Opinion

Get Richer Quick Scheme

Hedge fund managers are the devil du jour in the American political game, Ted Cruz being “Lucifer in the flesh” aside. There are few politicians, particularly on the left, who haven’t, at one point or another, been critical of the concept of the “greedy hedge fund managers.” Hillary Clinton, whose daughter married one and has raised a lot of money from them, has regularly peppered her campaign speeches with namedrops of the faceless boogeyman.

Of course, just like attacks on “big banks” and “Wall Street,” they mean nothing. They’re buzzwords used to rile up crowds and give them a scapegoat to rally against.

But the actions of some hedge fund managers are worthy of a closer look.

One such person is Paul Singer, who runs Elliot Management. A hedge fund betting against a company’s future is normal; a hedge fund betting against a company and attempting to manipulate that company into failure is something else entirely.

Singer is being sued by iHeartMedia, the nation’s largest radio company, alleging he purchased the company’s debt, insured it, then set about trying to force the company to default.

According to the suit, Singer purchased iHeartMedia credit default swaps, then attempted to get them to default. The New York Post reports, “Singer would have been in position to profit handsomely if iHeart went into default — one possible step away from Chapter 11 — because holders of CDSs get paid in full if a company files for bankruptcy.”

It’s one thing to bet against a company, it’s another to bet against it and attempt to manipulate circumstances to make it happen.

Another example is Herbalife.

The vitamin supplement company found itself on the losing end of a bet by hedge fund manager William Ackman, who made a large short against its stock. When it failed to drop, Ackman attempted to make it drop “by using the power of government agencies to sink the stock.”

Ackman’s bet, which amounted to a billion dollars, didn’t worked. So he turned to lobbying government to declare Herbalife a pyramid scheme. Veronique de Rugy, senior research fellow at the Mercatus Center at George Mason University, reports, “Using all the political influence his corporate money can buy, he has been putting pressure on state and federal regulators to investigate Herbalife in hope that the company’s stock would finally dive.”

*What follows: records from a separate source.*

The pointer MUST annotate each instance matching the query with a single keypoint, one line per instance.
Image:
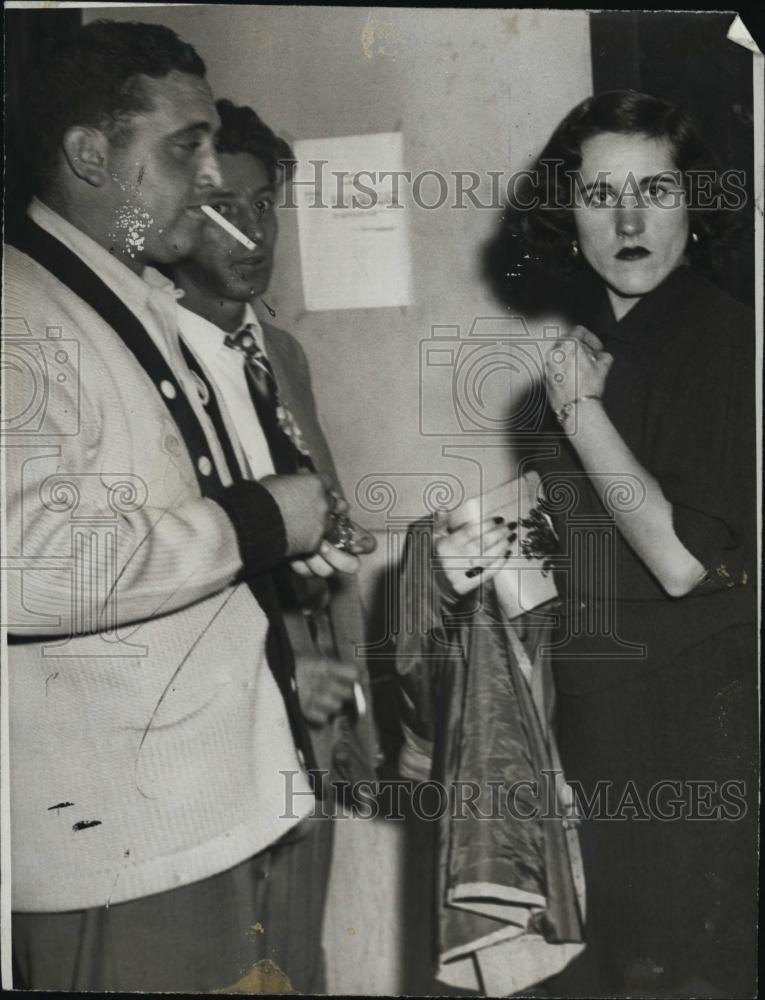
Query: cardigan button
(172, 444)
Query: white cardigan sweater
(147, 734)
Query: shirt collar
(132, 289)
(195, 325)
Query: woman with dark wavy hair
(653, 494)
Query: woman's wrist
(564, 413)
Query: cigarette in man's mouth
(230, 229)
(359, 699)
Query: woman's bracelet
(566, 409)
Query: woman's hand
(471, 553)
(576, 366)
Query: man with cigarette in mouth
(153, 701)
(257, 377)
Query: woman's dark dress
(656, 689)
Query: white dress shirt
(151, 297)
(224, 368)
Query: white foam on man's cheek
(129, 228)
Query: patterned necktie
(285, 442)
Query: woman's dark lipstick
(632, 253)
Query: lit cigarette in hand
(230, 229)
(359, 699)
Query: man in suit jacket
(152, 696)
(231, 352)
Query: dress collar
(655, 304)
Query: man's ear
(86, 150)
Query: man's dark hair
(242, 130)
(91, 78)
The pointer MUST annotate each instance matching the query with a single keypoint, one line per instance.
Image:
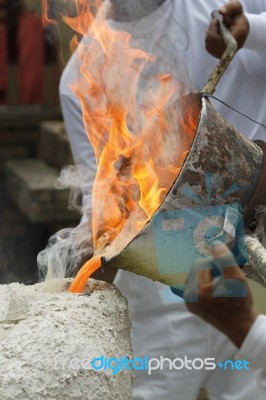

Ackman, according to the New York Times, “has helped organize protests, news conferences and letter-writing campaigns in California, Nevada, Connecticut, New York and Illinois, although several of the people who signed the letters to state and federal officials say they do not remember sending them.”

Further, Ackman’s team “paid civil rights organizations at least $130,000 to join his effort by helping him collect the names of people who claimed they were victimized by Herbalife in order to send the leads to regulators,” the Times found.

It’s not much of a bet if you manipulate the outcome.

Thus far Ackman’s attempts have failed to drop Herbalife’s stock to zero, as he once claimed it would.

As distasteful as these tactics are, they are arguably legal. In the case of iHeartMedia, their attempted recourse has been in civil court, not criminal. Herbalife has had to counter the attack on them with an “army of lobbyists” of their own, costing untold sums of money.

Think what you will of hedge fund managers, but most operate above board. Still others poison the well, skirting the edges of the law, in an attempt to wet their beaks with the aid of loopholes and, in some cases, the government itself.

Ackman and Singer are donors to politicians in both political parties, which mutes some of the attacks on their profession by politicians and shows this is a bipartisan problem. And they’re hardly unique. Overstock.com and Radio Shack, amongst others, have found themselves under these sorts of manipulative attacks. As long as this brand of pseudo-insider trading, get richer quick schemes remain legal, these companies won’t be the last ones either.